Announcement

Collapse
No announcement yet.

AMD Ryzen 7 5800X3D On Linux: Not For Gaming, But Very Exciting For Other Workloads

Collapse
X
 
  • Filter
  • Time
  • Show
Clear All
new posts

  • #31
    Originally posted by nicalandia View Post

    LZ4 Does not appear to take advantage of the 3D V-Cache

    LZ4.jpg
    LZ4 is very cache friendly. It reads through its input buffer and coppies that to the output buffer and occasionally reads back a little bit in the output buffer and coppies that to the current end of the output buffer. This makes it very tolerant of cache eviction, etc. It's very easy for simple fetch predictors to keep up with the way LZ4 accesses memory. Other compression programs use different methods with much larger cache footprints, but LZ4 is not one of them. It's suitable for microcontrollers, etc. If you have enough memory for the input buffer and the output buffer, you can do LZ4 without extra storage. You can't do that with BZ2 or other transform based systems.

    Originally posted by Raka555,n1320985
    Being a bit pedantic here but the app don't "take advantage" of larger cache.
    It is more like bloated apps that require larger caches.

    If LZ4 was well written, then you won't see much of a boost.
    You're speaking in the context of compression programs here and you are dead wrong. Saying that a compression program is using too much memory is like saying that an algorythm is lazy because it didn't find a way to solve the Traveling Salesman problem in polynomial time. I don't want to quote the Cat in the Hat, but he's right.

    To address your overly pedantic opinion, a program is well written if it takes advantage of the hardware on which it runs. LZ4 doesn't happen to be able to do that as it's already fully satisfied by even a basic processor, but that's because it's designed for a little processor. Honestly, it's a bit silly to be using it as a benchmark in this way. It's about as good of a benchmark as 'grep /proc/cpuinfo "cpu MHz"'

    Comment


    • #32
      I would be interested to see how it compares to the 5900X on the professional workloads, given they are the same price.

      Comment


      • #33
        That's the benchmark I was looking for. Especially Openfoam and other HPC workloads are benefitting alot.

        Comment


        • #34
          Originally posted by skeevy420 View Post

          Zstd as well. Like Michael points out in the article, that probably had good benefits for file systems using Zstd for compression. I wonder if LZ4, XZ, and other codecs get performance improvements as well.
          Likely depends on the dictionary size and if it fits in cache. More cache makes a dictionary more efficient. Zstd can have a very large dictionary.

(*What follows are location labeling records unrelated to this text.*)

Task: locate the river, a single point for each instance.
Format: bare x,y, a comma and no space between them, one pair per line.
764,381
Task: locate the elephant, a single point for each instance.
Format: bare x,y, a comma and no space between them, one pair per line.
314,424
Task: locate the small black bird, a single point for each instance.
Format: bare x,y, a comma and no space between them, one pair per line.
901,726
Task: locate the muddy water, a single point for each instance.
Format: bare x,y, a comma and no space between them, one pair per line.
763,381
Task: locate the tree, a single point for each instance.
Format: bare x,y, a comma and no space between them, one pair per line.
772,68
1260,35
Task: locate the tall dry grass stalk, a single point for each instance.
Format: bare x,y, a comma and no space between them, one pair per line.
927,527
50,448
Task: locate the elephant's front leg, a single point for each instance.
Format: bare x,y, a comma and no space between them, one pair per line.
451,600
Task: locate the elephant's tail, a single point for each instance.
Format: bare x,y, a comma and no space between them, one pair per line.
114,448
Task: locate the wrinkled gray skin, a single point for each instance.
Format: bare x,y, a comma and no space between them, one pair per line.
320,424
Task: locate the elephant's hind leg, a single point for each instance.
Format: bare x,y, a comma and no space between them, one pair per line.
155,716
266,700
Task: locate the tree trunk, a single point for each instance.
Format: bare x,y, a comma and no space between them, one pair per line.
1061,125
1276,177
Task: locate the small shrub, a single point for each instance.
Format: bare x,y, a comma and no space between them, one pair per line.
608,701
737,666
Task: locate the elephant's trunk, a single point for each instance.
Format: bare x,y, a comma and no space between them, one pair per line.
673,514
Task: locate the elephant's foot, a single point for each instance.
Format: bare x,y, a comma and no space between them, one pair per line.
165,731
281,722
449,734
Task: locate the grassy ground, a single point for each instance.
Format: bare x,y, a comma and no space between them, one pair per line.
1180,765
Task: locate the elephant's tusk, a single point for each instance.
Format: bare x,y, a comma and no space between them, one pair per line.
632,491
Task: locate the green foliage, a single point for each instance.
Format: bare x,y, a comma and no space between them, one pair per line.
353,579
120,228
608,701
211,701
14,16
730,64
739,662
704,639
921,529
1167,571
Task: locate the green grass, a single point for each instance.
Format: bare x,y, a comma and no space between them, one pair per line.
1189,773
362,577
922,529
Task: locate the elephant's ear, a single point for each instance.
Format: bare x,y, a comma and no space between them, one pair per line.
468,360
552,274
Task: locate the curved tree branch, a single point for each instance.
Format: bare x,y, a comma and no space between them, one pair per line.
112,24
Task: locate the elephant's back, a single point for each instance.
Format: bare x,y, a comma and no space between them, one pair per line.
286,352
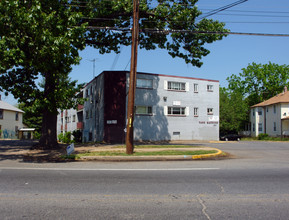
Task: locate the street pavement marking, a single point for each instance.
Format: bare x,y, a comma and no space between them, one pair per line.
100,169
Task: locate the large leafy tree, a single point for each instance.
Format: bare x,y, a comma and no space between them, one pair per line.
42,38
233,111
259,82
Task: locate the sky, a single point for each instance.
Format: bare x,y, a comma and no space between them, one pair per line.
226,57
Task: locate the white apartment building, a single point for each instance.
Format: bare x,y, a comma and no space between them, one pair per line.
166,108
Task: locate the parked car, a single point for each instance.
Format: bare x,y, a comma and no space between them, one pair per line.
230,137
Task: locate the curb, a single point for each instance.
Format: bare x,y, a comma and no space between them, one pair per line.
151,158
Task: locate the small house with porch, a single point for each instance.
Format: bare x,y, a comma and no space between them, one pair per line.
271,116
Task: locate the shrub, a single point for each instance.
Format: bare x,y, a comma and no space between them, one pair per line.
36,135
263,136
77,136
67,137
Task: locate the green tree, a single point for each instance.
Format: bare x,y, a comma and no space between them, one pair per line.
260,82
233,111
31,116
42,38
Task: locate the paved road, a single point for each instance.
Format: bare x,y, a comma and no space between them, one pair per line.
254,185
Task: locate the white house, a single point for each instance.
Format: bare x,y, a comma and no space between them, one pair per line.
271,116
10,120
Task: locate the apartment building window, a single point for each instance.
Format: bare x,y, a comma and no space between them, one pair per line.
179,86
196,88
177,111
143,110
210,88
260,127
196,112
144,83
210,111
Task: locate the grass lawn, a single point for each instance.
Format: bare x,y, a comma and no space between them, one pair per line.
150,153
160,146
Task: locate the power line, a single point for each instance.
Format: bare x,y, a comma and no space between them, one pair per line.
169,31
222,8
249,11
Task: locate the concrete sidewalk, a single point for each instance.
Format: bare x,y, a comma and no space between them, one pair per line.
156,158
21,151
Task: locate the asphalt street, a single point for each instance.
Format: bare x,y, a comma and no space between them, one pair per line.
254,184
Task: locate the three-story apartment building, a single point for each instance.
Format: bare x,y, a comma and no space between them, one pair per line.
166,108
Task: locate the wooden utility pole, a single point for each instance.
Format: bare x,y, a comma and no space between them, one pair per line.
132,79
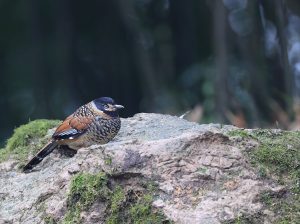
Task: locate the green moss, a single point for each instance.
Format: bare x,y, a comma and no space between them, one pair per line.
85,190
277,157
122,205
134,207
28,138
49,220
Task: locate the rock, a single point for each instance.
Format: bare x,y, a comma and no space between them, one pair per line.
202,176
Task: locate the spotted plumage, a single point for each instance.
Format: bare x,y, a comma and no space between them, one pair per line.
96,122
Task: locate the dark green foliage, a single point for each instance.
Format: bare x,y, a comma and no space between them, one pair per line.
85,190
122,205
27,139
277,157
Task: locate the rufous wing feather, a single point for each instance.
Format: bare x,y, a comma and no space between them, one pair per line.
72,127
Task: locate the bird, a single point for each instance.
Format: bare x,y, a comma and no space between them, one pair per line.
96,122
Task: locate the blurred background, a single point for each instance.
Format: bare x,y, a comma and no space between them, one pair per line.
222,61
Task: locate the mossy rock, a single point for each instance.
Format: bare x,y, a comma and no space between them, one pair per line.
277,157
27,139
122,205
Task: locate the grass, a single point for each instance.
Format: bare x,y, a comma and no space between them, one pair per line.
277,157
27,139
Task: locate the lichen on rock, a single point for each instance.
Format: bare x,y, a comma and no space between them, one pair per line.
27,139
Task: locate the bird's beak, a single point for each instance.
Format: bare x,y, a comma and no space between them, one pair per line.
119,106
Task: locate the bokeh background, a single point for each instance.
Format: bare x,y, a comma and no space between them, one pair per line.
224,61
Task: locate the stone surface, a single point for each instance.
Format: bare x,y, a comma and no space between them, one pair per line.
202,176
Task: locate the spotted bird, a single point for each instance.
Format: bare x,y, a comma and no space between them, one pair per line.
96,122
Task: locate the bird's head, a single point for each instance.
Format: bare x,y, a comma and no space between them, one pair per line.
107,105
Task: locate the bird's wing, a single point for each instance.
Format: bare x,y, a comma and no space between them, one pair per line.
72,127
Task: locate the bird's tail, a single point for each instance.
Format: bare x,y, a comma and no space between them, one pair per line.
40,155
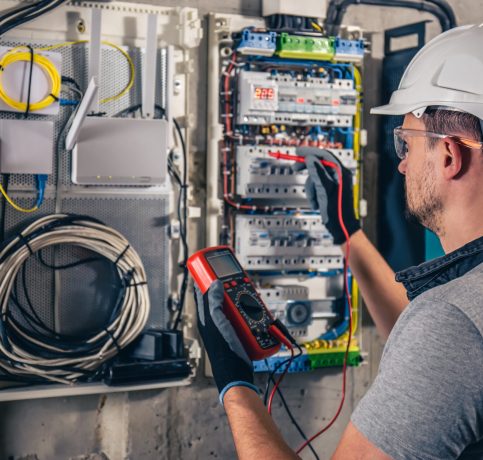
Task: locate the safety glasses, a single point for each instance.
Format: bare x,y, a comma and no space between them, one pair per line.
401,134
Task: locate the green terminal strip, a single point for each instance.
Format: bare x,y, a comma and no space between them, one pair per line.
336,359
302,47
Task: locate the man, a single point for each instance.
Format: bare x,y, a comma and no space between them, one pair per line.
427,400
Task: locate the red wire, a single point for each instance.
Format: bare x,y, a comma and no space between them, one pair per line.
279,381
336,167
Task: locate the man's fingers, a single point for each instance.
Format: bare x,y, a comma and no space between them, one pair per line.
311,194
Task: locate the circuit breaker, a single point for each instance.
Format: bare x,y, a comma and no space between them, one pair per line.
270,93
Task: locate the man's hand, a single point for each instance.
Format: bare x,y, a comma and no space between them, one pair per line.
229,361
322,189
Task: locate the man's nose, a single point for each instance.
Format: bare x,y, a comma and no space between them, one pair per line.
402,166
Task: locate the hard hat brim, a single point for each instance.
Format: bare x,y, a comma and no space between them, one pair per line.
393,109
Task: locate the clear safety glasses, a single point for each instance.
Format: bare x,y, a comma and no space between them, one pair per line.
401,134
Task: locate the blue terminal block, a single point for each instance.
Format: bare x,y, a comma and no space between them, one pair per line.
257,43
348,50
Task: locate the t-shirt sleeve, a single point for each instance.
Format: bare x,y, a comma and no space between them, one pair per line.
427,400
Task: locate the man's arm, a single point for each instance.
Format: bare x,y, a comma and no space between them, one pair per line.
355,446
254,431
385,298
257,436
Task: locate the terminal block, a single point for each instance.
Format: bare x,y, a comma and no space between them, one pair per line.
265,98
309,361
257,43
283,243
305,47
332,357
260,176
349,50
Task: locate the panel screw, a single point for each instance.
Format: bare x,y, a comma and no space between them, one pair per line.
81,26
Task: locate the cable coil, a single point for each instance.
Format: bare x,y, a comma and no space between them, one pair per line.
14,55
52,356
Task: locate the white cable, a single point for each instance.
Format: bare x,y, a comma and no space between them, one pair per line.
129,323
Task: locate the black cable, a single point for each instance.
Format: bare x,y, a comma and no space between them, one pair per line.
275,369
445,6
337,12
68,346
3,209
184,227
293,420
72,81
38,9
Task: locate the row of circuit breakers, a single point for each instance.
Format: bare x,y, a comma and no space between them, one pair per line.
281,91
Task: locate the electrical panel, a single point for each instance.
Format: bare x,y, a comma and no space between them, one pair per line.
259,175
271,93
285,243
266,98
94,164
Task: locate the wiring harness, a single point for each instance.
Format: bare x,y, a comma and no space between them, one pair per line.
36,352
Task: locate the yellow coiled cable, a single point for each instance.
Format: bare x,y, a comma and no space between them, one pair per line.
14,55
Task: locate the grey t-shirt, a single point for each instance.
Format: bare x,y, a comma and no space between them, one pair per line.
427,399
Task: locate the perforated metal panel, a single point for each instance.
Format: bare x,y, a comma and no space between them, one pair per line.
80,299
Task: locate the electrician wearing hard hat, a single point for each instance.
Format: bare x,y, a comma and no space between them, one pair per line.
426,402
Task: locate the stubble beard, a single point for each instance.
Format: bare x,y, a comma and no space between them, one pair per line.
422,201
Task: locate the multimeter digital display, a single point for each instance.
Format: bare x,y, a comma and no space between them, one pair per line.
242,304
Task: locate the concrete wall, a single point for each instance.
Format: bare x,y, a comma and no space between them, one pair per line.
188,423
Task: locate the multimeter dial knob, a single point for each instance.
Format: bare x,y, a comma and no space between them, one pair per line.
250,306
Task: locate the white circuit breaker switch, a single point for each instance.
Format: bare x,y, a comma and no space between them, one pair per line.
194,212
307,8
363,208
26,146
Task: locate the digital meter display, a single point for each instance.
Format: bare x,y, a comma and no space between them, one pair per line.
223,264
264,93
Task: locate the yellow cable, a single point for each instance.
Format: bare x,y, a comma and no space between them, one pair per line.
357,157
47,67
15,205
132,72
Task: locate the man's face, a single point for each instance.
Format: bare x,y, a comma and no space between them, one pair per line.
423,199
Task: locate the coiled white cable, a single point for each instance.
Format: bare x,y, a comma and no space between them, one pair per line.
54,361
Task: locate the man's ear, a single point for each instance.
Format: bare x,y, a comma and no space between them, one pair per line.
451,159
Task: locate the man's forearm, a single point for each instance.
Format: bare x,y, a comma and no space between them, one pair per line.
254,432
384,297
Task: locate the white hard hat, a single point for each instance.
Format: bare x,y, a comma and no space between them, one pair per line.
446,72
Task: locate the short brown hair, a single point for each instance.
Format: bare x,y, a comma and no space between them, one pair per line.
443,121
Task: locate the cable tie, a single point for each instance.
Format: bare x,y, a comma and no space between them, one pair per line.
121,255
140,283
114,340
26,243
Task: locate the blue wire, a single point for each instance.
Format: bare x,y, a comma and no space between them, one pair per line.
41,180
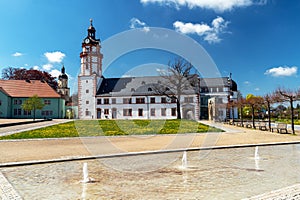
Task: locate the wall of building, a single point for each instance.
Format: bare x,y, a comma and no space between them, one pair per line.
5,103
115,109
54,108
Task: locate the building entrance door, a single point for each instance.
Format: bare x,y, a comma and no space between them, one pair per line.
98,113
114,113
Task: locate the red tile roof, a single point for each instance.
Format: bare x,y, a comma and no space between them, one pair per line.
22,88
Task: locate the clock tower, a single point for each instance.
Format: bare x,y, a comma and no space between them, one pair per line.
90,74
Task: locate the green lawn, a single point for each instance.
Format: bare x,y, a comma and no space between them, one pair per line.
84,128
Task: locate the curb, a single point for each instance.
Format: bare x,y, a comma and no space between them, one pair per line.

          Lz4 has a sliding window for compression (see LZ77), so a tiny dictionary of sorts and it'll likely be slower on the 3D variant.

          Xz can have a big dictionary. It would likely benefit from the increased cache allowing speed operation with bigger dictionaries.

          Comment


          • #35
            Originally posted by domih View Post
            Thanks for this article as well as the one on Milan X!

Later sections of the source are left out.